Last week on Wednesday I visited Dundee Contemporary Arts for their weekly knitting workshop. Two others were there and we sat for an hour and a bit chatting about Scotland, the referendum, the world cup (are you supposed to capitalize the world cup? are there rules about that?), cars, and housing developments. I don't knit, really. But I have learned (and forgotten) how to do it more than once. I wouldn't call knitting expertise a total black box for me. Even though crochet is more my thing, crafts of this kind are part of the world I regularly inhabit and interact in. I can see and recognize how knitting happens--not just that a ball of yarn can become, somehow, a sweater, but that needles of a certain size, the number and position of those needles, plus a very particular pattern of stitches all matter in that process. This knowledge goes some way to un-black-boxing all kinds of knitwear and other knitted/crafted material for me. I can read those parts of the manufactured world at a basic level.

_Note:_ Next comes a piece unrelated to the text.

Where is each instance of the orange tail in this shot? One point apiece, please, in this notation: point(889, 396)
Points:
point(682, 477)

Out of curiosity, I did some research on knitting, past, present, and future. In the beginning, we humans wanted to keep our feet warm, so we invented an intricate way of looping and knotting string into fabric shapes. But sock-making is not why I keep yarn and a crochet hook around today. Like hand-spun thread, hand-made socks are a rarity. You probably don't have a spinning wheel sitting in your living room and you probably buy your socks from a store. We don't need to make our own socks or anyone else's. We have giant industrial knitting machines for that.
Even after watching a very cheesy video about how this process works, computerized knitting seems much more of a black-box than hand-knitting does to me. All those machines probably contain their very own individual galaxy of black boxes, too, not to mention the protocols and standards set up for spool widths and sock sizes and all the electricity it takes to run such a factory.

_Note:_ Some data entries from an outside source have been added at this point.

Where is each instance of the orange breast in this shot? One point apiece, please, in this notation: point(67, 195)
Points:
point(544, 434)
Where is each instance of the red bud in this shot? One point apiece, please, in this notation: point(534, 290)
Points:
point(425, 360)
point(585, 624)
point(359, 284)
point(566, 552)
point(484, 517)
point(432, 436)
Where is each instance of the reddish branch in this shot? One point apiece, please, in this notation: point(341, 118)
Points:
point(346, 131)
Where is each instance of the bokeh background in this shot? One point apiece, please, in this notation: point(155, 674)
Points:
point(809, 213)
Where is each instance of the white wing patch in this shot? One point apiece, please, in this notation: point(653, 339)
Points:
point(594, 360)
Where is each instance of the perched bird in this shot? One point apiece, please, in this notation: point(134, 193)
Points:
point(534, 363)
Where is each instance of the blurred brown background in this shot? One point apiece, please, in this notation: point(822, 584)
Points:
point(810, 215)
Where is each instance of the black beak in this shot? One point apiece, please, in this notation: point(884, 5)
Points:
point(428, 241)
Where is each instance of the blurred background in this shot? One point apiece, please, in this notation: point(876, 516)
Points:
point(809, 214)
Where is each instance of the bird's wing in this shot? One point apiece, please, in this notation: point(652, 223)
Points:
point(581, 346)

Is this what industrialization means? An exponential increase in the black-boxiness of even the making of a sock? Assigning most of the work to machines and divvying up the rest among specialists and technicians?

If so, perhaps post-industrialization means unearthing the black boxes of the past and returning to pre-industrial methods out of non-industrial, non-commercial, non-essential motives. Today, in this arguably post-industrial century, most people don't knit because they need to. Knitting is a lovely, relaxing hobby. If you get a pair of socks out of it, cool. But that isn't the primary end. The end and the means overlap here: you enjoy knitting for its own retro/crafty/creative sake.

The morning after my visit to Dundee's knitting circle, we went to see the Falkirk wheel. This is a peculiar project, one of many funded by the Millennium commission over the past dozen or two years. There is a lot to be learned at the site. Seeing the wheel itself and getting a sense of its place between the Forth and Clyde and Union canals is much cooler than reading about these things on the Scottish Canals website, though there is plenty to be learned there, too. The connection between these canals and knitting came to me over the course of our long Thursday excursion up and back down the wheel and then along the canal itself.

The Falkirk wheel exists to be looked at, not really to accomplish anything. Much like the warmth of my feet does not depend directly on my crochet projects, the economy of Scotland doesn't directly depend on this magnificently engineered section of a long series of canals. There are industries and markets surrounding these two technologies, sure: tourism, novelties; Etsy and craft supply stores. These are markers of post-industrial society as well, perhaps. More and more specialization, more and more extended niches where money can be made and life can be spent.

Both the Falkirk wheel and the DCA knitting group have their deepest roots in the technologies and crafts of pre-industrial life. Canalboats and hand-knitting aren't technically extinct technologies (yet); so far their boxes can be easily unearthed, un-blacked, and we can access/support these avenues, processes, and skills if we want. But we'll probably do so for the sake of the things themselves. For leisure and not as a means to some other, more essential end.